Nasza Loteria NaM - pasek na kartach artykułów

Pamela Zarzycka z nową piosenką i teledyskiem!

Paweł Brzeźniak
Pamela Zarzycka nagrała swoją pierwszą piosenkę i teledysk
Pamela Zarzycka nagrała swoją pierwszą piosenkę i teledysk archiwum Pameli Zarzyckiej
Po występie w „Must be the music” i „Kalejdoskopie talentów” o Pameli Zarzyckiej znów jest głośno. Gnieźnianka nagrała teledysk do swojej pierwszej piosenki.

Pamela Zarzycka - nowy singiel i teledysk

Singiel jest utrzymany w klimacie muzyki disco.
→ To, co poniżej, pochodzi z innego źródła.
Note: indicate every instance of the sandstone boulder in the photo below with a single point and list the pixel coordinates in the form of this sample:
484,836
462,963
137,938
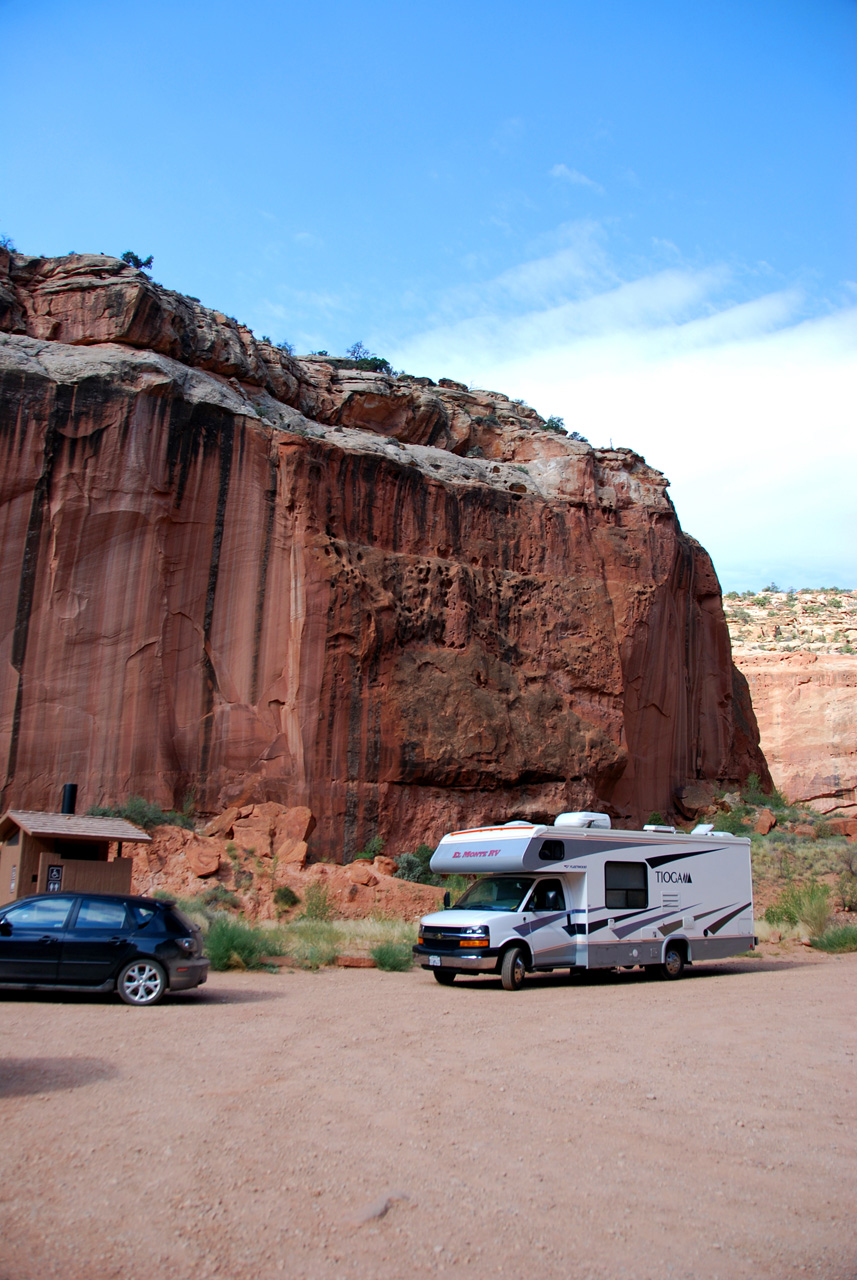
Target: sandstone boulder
695,798
202,856
361,873
292,853
221,824
765,822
Dla młodej artystki, występującej na co dzień w klubie „Vehikuł Czasu” w Wągrowcu, jest to zupełna nowość. Wcześniej była znana wyłącznie ze śpiewania coverów najpopularniejszych piosenkarzy. Należały one przeważnie do gatunku muzyki tanecznej. – Wiele osób doskonale bawi się przy takiej muzyce, choć niektórzy się do tego nie przyznają. Postanowiłam to wykorzystać i mam nadzieję, że z dobrym skutkiem – przyznaje Pamela Zarzycka.

Pamela Zarzycka zastrzega, że dobrze czuje się również w innych klimatach muzycznych. – Disco to dobra zabawa, ale tutaj nie można wykazać się posiadanymi umiejętnościami wokalnymi. Co do tego nie ma wątpliwości. Dlatego wolę brzmienia popowe i rockowe, które są dużo mniej popularne – zaznacza. Singiel „Co tak siedzisz?” może skłonić niektórych do zadania pytania: „Czy to jeszcze jest disco, czy już jest disco polo?” – Dla mnie to disco z polskim tekstem, czyli disco polo. Wielu ludziom kojarzy się to z bardzo prostym tekstem i wiejskimi imprezami. Pierwszym skojarzeniem są pewnie „Majteczki w kropeczki”. Ale to się zmienia. To widać – uważa P. Zarzycka. – Większość wokalistów naprawdę umie śpiewać i wychodzą z tego bardzo fajne numery. Wystarczy tylko zwrócić uwagę na to, jakie przeboje nagrywa popularny obecnie Pit Bull. Piosenki, które tworzy wspólnie z z Christiną Aguilerą czy Jennifer Lopez, to disco. Gdybyśmy połączyli podkład i polski tekst, wyjdzie nam... disco polo – dodaje.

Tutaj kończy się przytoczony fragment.